The high list price for Aduhelm may also have enormous implications for Medicare if use of the drug becomes widespread. If even one third of the 6+ million Americans with Alzheimer’s were treated with Aduhelm at its full sticker price, the overall cost of treatment would be a staggering $112 billion. This would be tremendous for Biogen’s bottom line, but considering that Medicare parts B and D spends $37 billion and $90 billion, respectively, on all prescription drugs, Aduhelm could become a large long-term burden on Medicare.

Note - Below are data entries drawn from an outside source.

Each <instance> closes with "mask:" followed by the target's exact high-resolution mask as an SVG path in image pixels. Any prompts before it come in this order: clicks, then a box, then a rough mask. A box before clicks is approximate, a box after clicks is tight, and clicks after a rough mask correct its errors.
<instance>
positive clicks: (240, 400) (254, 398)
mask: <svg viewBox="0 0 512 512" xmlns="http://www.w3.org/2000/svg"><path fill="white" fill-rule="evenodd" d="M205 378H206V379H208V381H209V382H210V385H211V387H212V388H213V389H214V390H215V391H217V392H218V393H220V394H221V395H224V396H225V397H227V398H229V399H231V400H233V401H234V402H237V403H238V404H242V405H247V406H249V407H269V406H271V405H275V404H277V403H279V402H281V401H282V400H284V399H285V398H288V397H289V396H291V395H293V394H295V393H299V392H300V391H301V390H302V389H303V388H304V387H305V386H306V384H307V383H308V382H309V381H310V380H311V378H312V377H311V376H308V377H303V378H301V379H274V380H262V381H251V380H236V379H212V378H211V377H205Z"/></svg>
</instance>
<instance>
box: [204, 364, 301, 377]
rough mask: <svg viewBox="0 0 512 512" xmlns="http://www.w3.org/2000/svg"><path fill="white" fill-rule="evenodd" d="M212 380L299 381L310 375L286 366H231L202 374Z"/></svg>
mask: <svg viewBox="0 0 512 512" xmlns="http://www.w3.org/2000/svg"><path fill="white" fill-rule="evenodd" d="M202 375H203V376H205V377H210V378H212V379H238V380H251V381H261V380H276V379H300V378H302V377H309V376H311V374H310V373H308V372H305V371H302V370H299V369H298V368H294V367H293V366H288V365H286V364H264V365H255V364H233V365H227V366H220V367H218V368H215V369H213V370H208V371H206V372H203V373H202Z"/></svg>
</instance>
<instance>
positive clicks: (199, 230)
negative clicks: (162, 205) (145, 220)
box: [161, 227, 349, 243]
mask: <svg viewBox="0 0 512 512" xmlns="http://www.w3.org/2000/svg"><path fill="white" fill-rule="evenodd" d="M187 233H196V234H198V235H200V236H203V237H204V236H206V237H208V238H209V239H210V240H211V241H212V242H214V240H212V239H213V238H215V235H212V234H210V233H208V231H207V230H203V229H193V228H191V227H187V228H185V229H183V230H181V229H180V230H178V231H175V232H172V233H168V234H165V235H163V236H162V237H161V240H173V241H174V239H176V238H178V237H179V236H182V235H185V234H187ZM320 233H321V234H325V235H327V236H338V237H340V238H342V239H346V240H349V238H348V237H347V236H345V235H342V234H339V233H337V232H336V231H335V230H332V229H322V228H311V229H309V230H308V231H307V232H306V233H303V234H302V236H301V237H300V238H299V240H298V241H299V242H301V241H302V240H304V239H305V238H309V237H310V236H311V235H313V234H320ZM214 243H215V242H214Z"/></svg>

Something will have to give. Medicare or Medicaid could limit approval for Aduhelm reimbursement; Aduhelm could offer rebates that lower its $56,000 annual price; Congress could finally be spurred to pass a prescription drugs bill. For Biogen, most roads forward appear profitable (hence the massive rise in its stock price)—if Aduhelm shows efficacy, it will be strongly positioned in a market with millions of long-term patients. If Aduhelm fails to live up to its promise, we won’t know for some years, and Biogen can still reap profits in the interim. For Biogen, the range of possible outcomes appears to extend from good to better to best; for the US government and taxpayers, it remains to be seen how much money will be spent, and what benefits will accrue, from a drug whose bona fides have yet to be clearly established.